Scale: 33 1/4&#8243;
Body: Walnut
Neck: Maple
Fretboard: Rosewood
Frets: 20
Pickups: Three Rickenbacker Humbuckers
Electronics: Passive
Hardware: Gold
Other Details: Hand Carved Relief, Limited to 60 pieces, Matching Wood Cover Plates
Price: Original retail: $1795; Current: N/A
 PICS TIME!












other pics and shit here:
Bass of the Week: Rickenbacker Limited Edition Lemmy Kilmister Signature 4004LK

tdo.


----------



## SirMyghin (Sep 2, 2011)

wow, 1800? not even that much. Beautiful


----------



## synrgy (Sep 2, 2011)

I'm no Lemmy fan, but that bass looks amazing.


----------



## vampiregenocide (Sep 2, 2011)

Classy as fuck, and for a modest price.


----------



## Guitarman700 (Sep 2, 2011)

Wow, that is amazing.


----------



## TemjinStrife (Sep 2, 2011)

Isn't this the same sig they released for him a few years ago?


----------



## Northern (Sep 2, 2011)

TemjinStrife said:


> Isn't this the same sig they released for him a few years ago?



This was done in 2000. And they now auction for 10k and up. So much for the reasonable price.


----------



## s_k_mullins (Sep 2, 2011)

Very nice bass, and not a bad price!


----------



## guitarister7321 (Sep 2, 2011)

Only $1795? Not bad for a Hand Carved limited edition.

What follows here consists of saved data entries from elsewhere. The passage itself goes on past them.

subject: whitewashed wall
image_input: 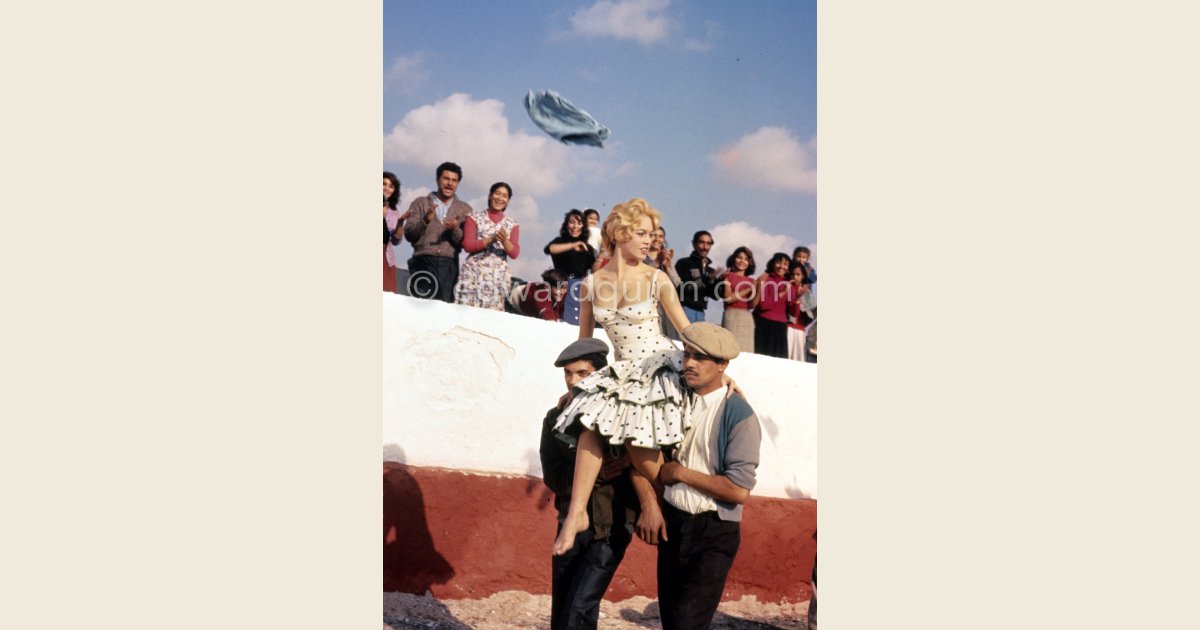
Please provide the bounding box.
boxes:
[383,293,817,499]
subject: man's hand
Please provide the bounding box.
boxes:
[659,461,687,486]
[598,450,630,481]
[425,209,436,223]
[636,501,668,545]
[443,217,459,231]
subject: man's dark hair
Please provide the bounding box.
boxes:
[793,245,811,257]
[692,230,713,245]
[577,352,608,371]
[541,268,569,287]
[436,162,463,180]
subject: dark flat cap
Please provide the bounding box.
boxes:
[554,338,610,367]
[680,322,740,361]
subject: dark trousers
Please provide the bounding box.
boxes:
[551,525,631,630]
[754,314,789,358]
[657,504,740,630]
[407,255,458,303]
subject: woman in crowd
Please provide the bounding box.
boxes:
[544,209,596,325]
[583,208,603,255]
[644,225,681,340]
[786,261,813,361]
[455,182,520,311]
[549,198,738,556]
[382,172,405,293]
[752,252,795,359]
[720,246,757,354]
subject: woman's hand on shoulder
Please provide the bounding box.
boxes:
[721,374,744,400]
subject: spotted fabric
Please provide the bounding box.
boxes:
[454,210,517,310]
[554,273,689,449]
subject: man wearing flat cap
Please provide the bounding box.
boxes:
[539,338,665,630]
[657,323,763,630]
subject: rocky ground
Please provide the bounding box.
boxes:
[383,591,810,629]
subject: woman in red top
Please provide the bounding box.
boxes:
[455,182,520,310]
[751,252,795,359]
[720,246,757,354]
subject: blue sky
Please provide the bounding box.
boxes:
[384,0,817,315]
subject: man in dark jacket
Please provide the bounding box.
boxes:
[674,230,721,323]
[540,338,665,630]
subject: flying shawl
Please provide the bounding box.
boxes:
[524,89,611,148]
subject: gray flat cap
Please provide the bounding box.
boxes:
[554,338,610,367]
[680,322,740,361]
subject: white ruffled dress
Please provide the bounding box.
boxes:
[553,274,689,449]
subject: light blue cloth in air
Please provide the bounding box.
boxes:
[524,89,611,148]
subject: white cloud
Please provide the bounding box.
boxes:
[383,93,581,199]
[682,19,719,52]
[385,52,430,94]
[570,0,672,46]
[708,221,798,273]
[711,127,818,194]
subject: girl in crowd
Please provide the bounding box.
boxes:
[752,252,795,359]
[550,198,736,556]
[583,208,603,255]
[382,172,405,293]
[645,225,681,340]
[720,246,757,354]
[786,261,813,361]
[455,182,520,310]
[544,209,597,325]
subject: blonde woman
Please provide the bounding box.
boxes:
[550,198,735,556]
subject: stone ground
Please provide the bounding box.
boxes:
[383,591,810,629]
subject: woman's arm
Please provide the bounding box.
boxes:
[577,277,596,339]
[657,271,693,335]
[461,216,485,253]
[546,240,587,255]
[749,274,766,310]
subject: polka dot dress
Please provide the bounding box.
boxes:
[554,274,689,449]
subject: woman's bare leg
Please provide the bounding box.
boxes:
[627,444,666,496]
[552,428,604,556]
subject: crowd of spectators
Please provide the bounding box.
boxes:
[383,164,817,362]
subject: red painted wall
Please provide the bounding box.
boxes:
[384,463,816,603]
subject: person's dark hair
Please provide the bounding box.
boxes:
[488,181,512,208]
[692,230,713,245]
[383,171,400,210]
[541,268,568,287]
[583,208,600,222]
[793,245,811,257]
[577,352,608,371]
[559,209,590,242]
[726,246,757,276]
[436,162,463,180]
[767,252,791,277]
[789,260,811,285]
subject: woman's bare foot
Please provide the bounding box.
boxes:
[552,510,590,556]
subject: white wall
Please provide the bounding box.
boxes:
[383,293,817,500]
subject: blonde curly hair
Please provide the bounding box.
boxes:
[601,198,662,254]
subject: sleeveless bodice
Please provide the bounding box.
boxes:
[593,298,678,363]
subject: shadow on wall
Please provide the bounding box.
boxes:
[384,449,455,593]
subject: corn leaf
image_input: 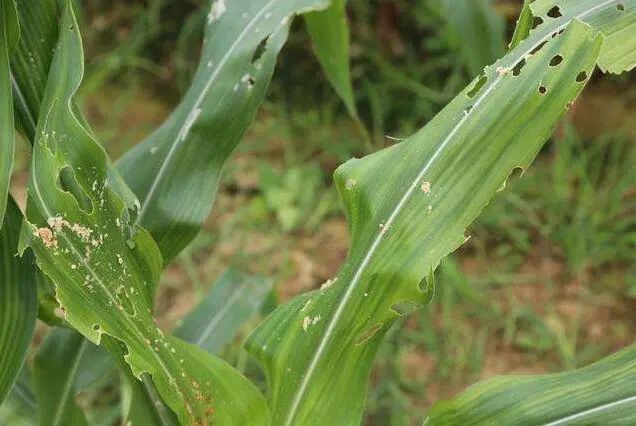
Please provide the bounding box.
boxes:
[305,0,358,118]
[33,328,88,426]
[175,269,273,354]
[530,0,636,73]
[0,0,18,225]
[0,197,37,403]
[117,0,331,264]
[427,344,636,425]
[510,0,535,49]
[0,371,36,425]
[246,1,636,423]
[441,0,506,76]
[121,370,177,426]
[10,0,59,141]
[19,4,268,424]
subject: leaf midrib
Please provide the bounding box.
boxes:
[50,338,87,426]
[195,280,249,348]
[543,394,636,426]
[136,0,278,223]
[282,1,618,424]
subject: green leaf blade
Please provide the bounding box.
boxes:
[427,344,636,425]
[530,0,636,73]
[33,329,88,426]
[247,14,614,426]
[21,4,269,424]
[117,0,331,264]
[175,269,273,354]
[305,0,358,118]
[0,0,19,224]
[0,197,37,403]
[509,0,535,50]
[10,0,59,141]
[441,0,506,76]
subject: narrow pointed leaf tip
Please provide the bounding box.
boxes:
[20,3,268,424]
[305,0,358,118]
[245,8,632,424]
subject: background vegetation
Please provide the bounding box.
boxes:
[5,0,636,424]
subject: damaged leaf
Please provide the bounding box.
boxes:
[246,17,614,426]
[117,0,331,264]
[20,3,268,424]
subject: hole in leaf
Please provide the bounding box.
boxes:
[532,16,544,29]
[547,5,562,18]
[251,36,270,64]
[576,71,588,82]
[512,59,526,76]
[69,25,75,31]
[549,55,563,66]
[467,74,487,98]
[538,85,547,94]
[550,28,566,40]
[391,300,421,316]
[530,41,548,55]
[617,4,625,11]
[58,167,93,213]
[92,324,101,331]
[510,166,525,179]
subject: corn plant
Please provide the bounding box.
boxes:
[1,0,635,425]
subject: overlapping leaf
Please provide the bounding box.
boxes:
[246,2,636,423]
[0,197,36,403]
[117,0,331,264]
[427,343,636,425]
[175,269,273,354]
[10,0,59,140]
[33,328,88,426]
[0,0,18,224]
[20,4,268,424]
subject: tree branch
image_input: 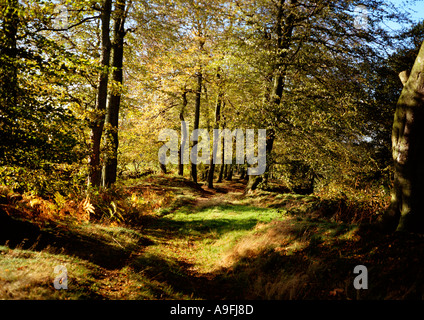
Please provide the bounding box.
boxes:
[37,15,100,32]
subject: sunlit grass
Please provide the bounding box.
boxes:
[0,175,405,300]
[0,245,103,299]
[151,203,285,273]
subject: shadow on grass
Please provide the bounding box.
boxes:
[128,175,214,197]
[143,203,276,241]
[0,207,149,270]
[214,221,424,299]
[130,251,241,299]
[135,209,373,299]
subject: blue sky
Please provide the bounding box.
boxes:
[386,0,424,30]
[395,0,424,22]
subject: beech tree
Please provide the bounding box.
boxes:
[230,0,401,191]
[0,0,83,169]
[379,40,424,233]
[89,0,112,187]
[102,0,129,187]
[191,23,205,184]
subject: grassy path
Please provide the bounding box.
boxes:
[3,176,424,299]
[129,179,284,299]
[0,178,285,299]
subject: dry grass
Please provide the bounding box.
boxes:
[0,246,91,300]
[216,210,363,300]
[2,176,416,300]
[219,218,306,268]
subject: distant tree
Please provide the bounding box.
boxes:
[207,70,223,188]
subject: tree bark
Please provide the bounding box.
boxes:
[207,71,223,188]
[178,89,188,176]
[225,164,233,181]
[264,127,276,184]
[379,40,424,233]
[159,162,167,174]
[217,164,224,183]
[264,0,295,177]
[216,114,226,183]
[89,0,112,187]
[240,166,247,180]
[191,40,204,184]
[102,0,126,187]
[246,0,295,192]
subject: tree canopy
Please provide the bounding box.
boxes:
[0,0,419,212]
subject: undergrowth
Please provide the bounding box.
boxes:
[1,175,418,300]
[0,181,175,227]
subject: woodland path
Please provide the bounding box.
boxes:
[134,179,251,299]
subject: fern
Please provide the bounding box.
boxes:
[81,196,95,220]
[108,201,124,222]
[54,191,66,209]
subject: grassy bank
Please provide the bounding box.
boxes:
[1,175,423,299]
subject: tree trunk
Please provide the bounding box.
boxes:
[102,0,126,187]
[379,40,424,233]
[223,164,228,180]
[178,90,188,176]
[245,0,295,192]
[217,165,224,183]
[262,127,275,185]
[207,71,223,188]
[159,162,167,174]
[191,61,203,184]
[225,164,233,181]
[89,0,112,187]
[246,175,263,192]
[240,166,246,180]
[216,115,226,183]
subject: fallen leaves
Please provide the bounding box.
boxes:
[329,288,344,297]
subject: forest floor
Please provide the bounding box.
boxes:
[1,175,424,300]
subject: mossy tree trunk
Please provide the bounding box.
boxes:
[380,40,424,233]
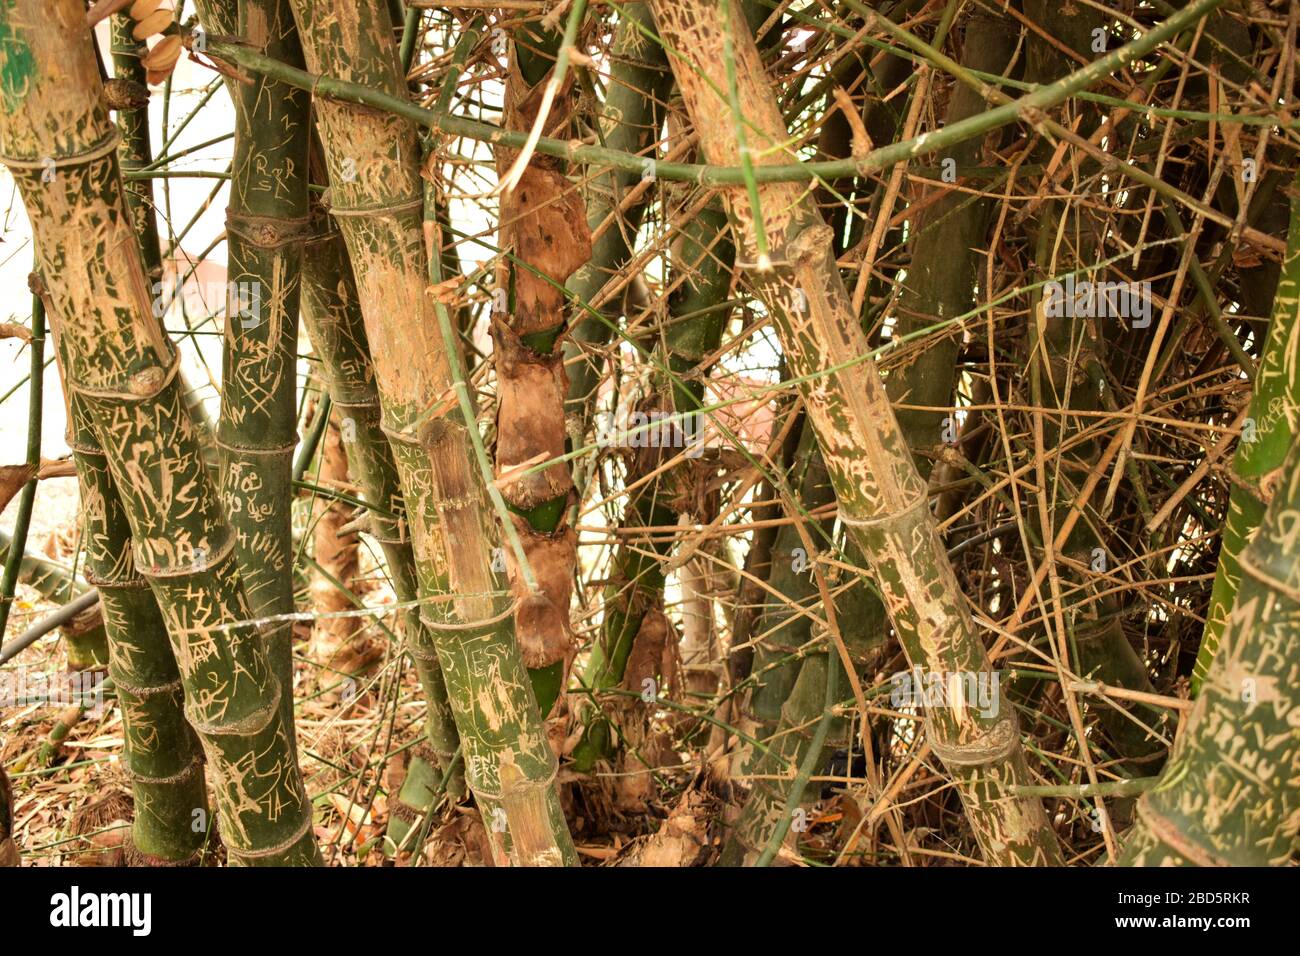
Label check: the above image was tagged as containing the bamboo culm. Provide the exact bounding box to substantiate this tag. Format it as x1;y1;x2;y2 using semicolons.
284;0;575;865
1120;433;1300;865
0;0;320;865
647;0;1064;865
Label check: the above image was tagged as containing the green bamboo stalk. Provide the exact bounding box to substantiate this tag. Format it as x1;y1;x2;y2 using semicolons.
725;390;888;862
296;192;464;850
284;0;574;865
752;650;837;867
727;15;1023;844
0;528;93;610
571;203;734;770
1020;6;1169;772
204;0;1235;193
0;0;319;865
1196;169;1300;693
66;392;211;865
725;30;903;858
746;421;837;735
563;1;671;421
647;0;1063;864
0;507;108;673
202;0;312;731
1119;434;1300;866
0;323;106;671
111;12;217;459
398;3;421;74
0;265;45;642
108;14;163;283
886;13;1015;466
726;481;781;687
427;187;577;865
293;386;331;482
720;558;885;866
37;702;86;768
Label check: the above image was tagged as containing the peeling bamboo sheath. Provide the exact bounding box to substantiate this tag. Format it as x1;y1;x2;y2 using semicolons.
647;0;1063;865
285;0;575;865
492;28;587;701
0;0;319;865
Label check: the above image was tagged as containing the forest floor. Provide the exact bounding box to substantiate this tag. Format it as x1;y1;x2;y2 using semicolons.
0;489;844;867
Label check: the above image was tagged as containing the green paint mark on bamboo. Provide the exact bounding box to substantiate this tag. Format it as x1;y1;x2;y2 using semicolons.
0;2;35;113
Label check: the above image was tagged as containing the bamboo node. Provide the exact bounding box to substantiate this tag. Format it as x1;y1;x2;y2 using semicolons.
418;601;519;636
212;435;299;456
120;836;202;868
226;212;314;249
223;803;315;861
837;489;928;529
120;752;202;787
185;673;281;739
104;78;150;111
129;366;166;396
110;673;184;699
789;222;835;264
328;195;424;219
0;129;120;169
925;713;1019;766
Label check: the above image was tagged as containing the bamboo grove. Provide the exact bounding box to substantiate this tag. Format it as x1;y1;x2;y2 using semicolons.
0;0;1296;868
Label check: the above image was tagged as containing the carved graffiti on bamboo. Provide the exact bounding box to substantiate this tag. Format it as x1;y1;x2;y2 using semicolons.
646;0;1062;863
285;0;574;862
122;695;160;755
2;0;314;862
200;720;299;851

Edit: Saw that this was from 2000. Was almost sure I saw this a while ago.


----------



## SirMyghin (Sep 2, 2011)

Northern said:


> This was done in 2000. And they now auction for 10k and up. So much for the reasonable price.



Boner..... Gone....


----------



## misingonestring (Sep 2, 2011)

I guess it's too late to say old news?


----------



## TemjinStrife (Sep 2, 2011)

Yeah, that was back during the time when you could get a 4003 for $1k.


----------



## SirMyghin (Sep 2, 2011)

So the days before the 2+ year wait time to even get one orderred to a dealer.


----------